俳優の香川照之は、銀座のクラブホステスが着けていたブラジャーを剝ぎ取ると同席の仲間と匂いを嗅ぎ、服の中に手を入れて乳房をなでまわすなどのわいせつ行為に及んだ。ENEOS会長(当時)の杉森務も、同じように沖縄のクラブホステスのドレスを強引に脱がし、上半身を裸にするなどの蛮行に及んだ。そのときに言い放った言葉が「銀座では普通だよ、こんなの」「いいから乳首、触らせろ」だったという。
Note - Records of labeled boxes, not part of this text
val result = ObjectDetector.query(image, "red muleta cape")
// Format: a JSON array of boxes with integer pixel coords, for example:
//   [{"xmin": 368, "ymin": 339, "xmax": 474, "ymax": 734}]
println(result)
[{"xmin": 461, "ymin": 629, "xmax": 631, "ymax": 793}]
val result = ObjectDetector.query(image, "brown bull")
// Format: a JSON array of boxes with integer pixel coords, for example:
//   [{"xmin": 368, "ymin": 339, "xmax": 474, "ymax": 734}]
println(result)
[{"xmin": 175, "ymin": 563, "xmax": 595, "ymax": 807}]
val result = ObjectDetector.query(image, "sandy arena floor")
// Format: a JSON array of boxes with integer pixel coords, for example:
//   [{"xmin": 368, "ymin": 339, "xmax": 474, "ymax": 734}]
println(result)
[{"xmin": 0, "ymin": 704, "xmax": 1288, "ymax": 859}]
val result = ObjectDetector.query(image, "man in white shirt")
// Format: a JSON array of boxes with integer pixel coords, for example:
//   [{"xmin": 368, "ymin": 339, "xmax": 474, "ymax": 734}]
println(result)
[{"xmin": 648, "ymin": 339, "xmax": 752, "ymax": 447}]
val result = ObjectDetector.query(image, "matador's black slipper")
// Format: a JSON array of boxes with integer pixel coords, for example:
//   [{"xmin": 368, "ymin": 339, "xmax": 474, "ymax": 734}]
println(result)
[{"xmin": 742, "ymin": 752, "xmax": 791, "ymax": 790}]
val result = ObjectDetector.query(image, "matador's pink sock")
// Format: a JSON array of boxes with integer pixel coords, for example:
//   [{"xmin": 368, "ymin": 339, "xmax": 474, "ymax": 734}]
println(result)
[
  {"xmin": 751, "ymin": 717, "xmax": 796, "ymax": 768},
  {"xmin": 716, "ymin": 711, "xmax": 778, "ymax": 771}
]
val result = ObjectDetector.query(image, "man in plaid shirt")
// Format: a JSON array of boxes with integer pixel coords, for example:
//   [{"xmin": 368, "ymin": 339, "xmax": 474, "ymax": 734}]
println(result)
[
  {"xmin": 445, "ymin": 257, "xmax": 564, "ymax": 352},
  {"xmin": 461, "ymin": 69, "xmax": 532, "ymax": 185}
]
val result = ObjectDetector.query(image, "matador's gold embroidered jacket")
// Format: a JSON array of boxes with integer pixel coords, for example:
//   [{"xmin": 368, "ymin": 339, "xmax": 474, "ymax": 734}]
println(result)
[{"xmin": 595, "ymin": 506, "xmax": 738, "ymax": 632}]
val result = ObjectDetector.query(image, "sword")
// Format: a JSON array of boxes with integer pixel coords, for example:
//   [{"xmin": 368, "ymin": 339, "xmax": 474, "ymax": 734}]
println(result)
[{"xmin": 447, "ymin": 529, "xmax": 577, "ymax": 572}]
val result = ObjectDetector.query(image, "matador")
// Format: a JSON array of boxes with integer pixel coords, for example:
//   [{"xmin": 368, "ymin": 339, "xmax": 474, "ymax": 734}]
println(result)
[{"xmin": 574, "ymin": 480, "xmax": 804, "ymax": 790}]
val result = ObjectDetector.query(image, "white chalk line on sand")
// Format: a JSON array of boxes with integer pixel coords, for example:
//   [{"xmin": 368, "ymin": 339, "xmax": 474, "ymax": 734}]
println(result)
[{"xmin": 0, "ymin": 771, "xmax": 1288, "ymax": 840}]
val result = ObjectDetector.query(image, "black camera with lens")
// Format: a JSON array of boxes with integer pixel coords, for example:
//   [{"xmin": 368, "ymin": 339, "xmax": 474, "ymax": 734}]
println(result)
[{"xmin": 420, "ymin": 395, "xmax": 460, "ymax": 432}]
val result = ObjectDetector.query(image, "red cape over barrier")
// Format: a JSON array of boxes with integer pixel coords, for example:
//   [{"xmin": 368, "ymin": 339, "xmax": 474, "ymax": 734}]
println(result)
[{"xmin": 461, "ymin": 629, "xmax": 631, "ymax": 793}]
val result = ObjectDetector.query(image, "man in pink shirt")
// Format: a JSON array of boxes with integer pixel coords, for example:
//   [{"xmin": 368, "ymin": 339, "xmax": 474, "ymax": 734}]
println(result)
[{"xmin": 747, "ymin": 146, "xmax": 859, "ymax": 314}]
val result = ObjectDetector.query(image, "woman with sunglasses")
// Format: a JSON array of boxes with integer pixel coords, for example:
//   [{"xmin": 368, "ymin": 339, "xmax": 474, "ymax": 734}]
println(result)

ミシュランで一つ星をもらった大阪市浪速区の日本料理店店主は、女性客に睡眠導入剤を飲ませ、意識が朦朧としているところを性的暴行に及んだ。余罪もあったとされ、2件の準強制性交罪で起訴されている。岡山県里庄町の人気ゲストハウス店主も女性客に睡眠薬を飲ませての性的暴行が発覚して逮捕された。被害に遭った女性客は数人に及ぶと見られている。

盗撮容疑で現行犯逮捕された千葉県警捜査四課の課長補佐は、押収した動画やこれまでに起きた強制性交事件の現場に残されていたDNAと照合した結果、3件がこの課長補佐による犯行だったことが判明した。刃物で女性を脅しての犯罪だったこともわかり、2件の盗撮容疑と3件の強制性罪交容疑とで逮捕は計5回を数えた。警視庁でも公安部の巡査部長が路上で見かけた女性のあとを尾け、自宅に侵入。約1時間近くにわたって性的暴行を加えたという事件を起こしている。